Other staff members want to stay, but external forces prevent it. For example, a spouse may get a better job elsewhere that requires a family to move. Other families weigh the cost benefit of child care bills and one parent opts to stay home rather than remain in the workforce.

When low unemployment and a small pool of applicants make finding skilled help difficult, the last thing business managers and owners want is to lose a valued employee to child care woes.

To be clear, I’m not talking about families who want one parent to stay home. Each family must make that decision based on its individual situation. But, I’ve known more than one family in which both parents want to work, but once they pencil out the cost of child care, it just doesn’t make sense.

Over the last several weeks, this issue has appeared and reappeared in my thoughts. It’s one of those nagging thoughts you cannot get rid of — sort of like those annoying songs from our childhood (”This is the song that never ends, it goes on and on my friend”) that somebody starts to sing and everybody groans because they know it will now plant itself in their minds, too.

Several months ago, we quoted YMCA Executive Director Elisabeth Cassiday as saying child care facilities in Sheridan decreased from 42 licensed child care facilities in 2010 to 32 in 2014 and 28 in 2019. Meanwhile, Sheridan County’s population has grown from around 26,000 to just more than 30,000. The number of children younger than 13 in that mix has remained fairly steady around 5,000. The number of residents age 18-44 in the population has grown from 19,780 to 20,563 (not an increase in terms of a percentage of the population, but an increase in real numbers of residents generally in the age range when they begin families).

With that information, the questions begin swirling. Were there too many child care providers before? How many families struggle to find child care now? How many more spaces within child care centers do we need? Is infant child care the primary need? What prevents more child care centers from opening? Which organizations could partner to solve this problem?

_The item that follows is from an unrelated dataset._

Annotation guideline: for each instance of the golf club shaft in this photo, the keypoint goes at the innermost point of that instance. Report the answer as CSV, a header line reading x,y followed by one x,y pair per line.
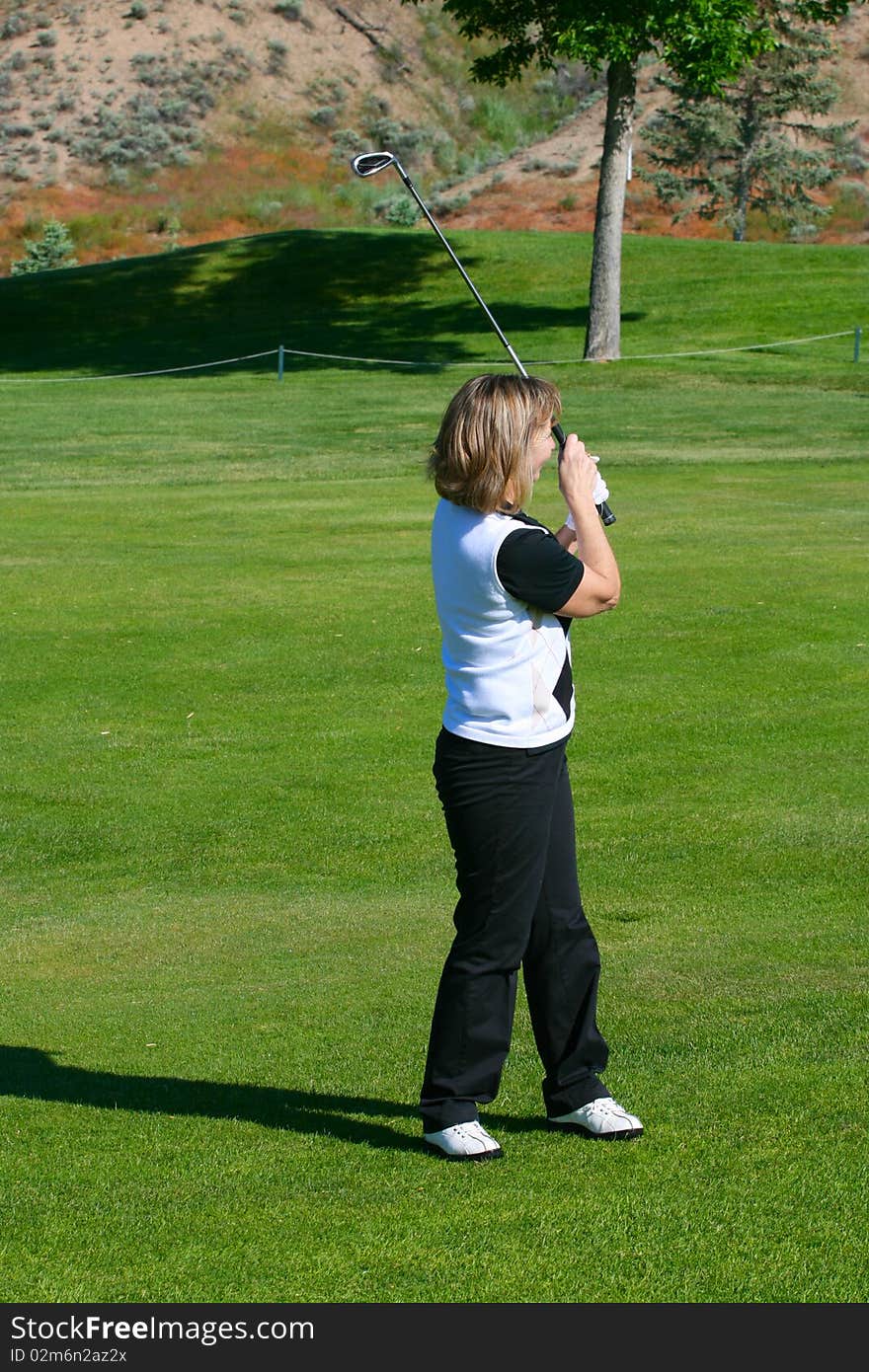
x,y
605,513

The emphasis placed on quality, accessible child care in Sheridan County has grown since 2010. Multiple groups are working to train providers, expand services and better prepare children for entering grade school.

Businesses, too, have taken note. In recent years, the U.S. Chamber of Commerce has issued multiple reports on the business case for supporting high-quality child care. The reports cite research that shows when companies provide child care support, employee absences decrease, job satisfaction increases and job turnover declines by as much as 60%.

I don’t know about other small business owners, but I’d love to see a 60% decline in employee turnover.

An attempt to address quality, accessible child care occurred in Sheridan County about a decade ago; perhaps it’s time to try again.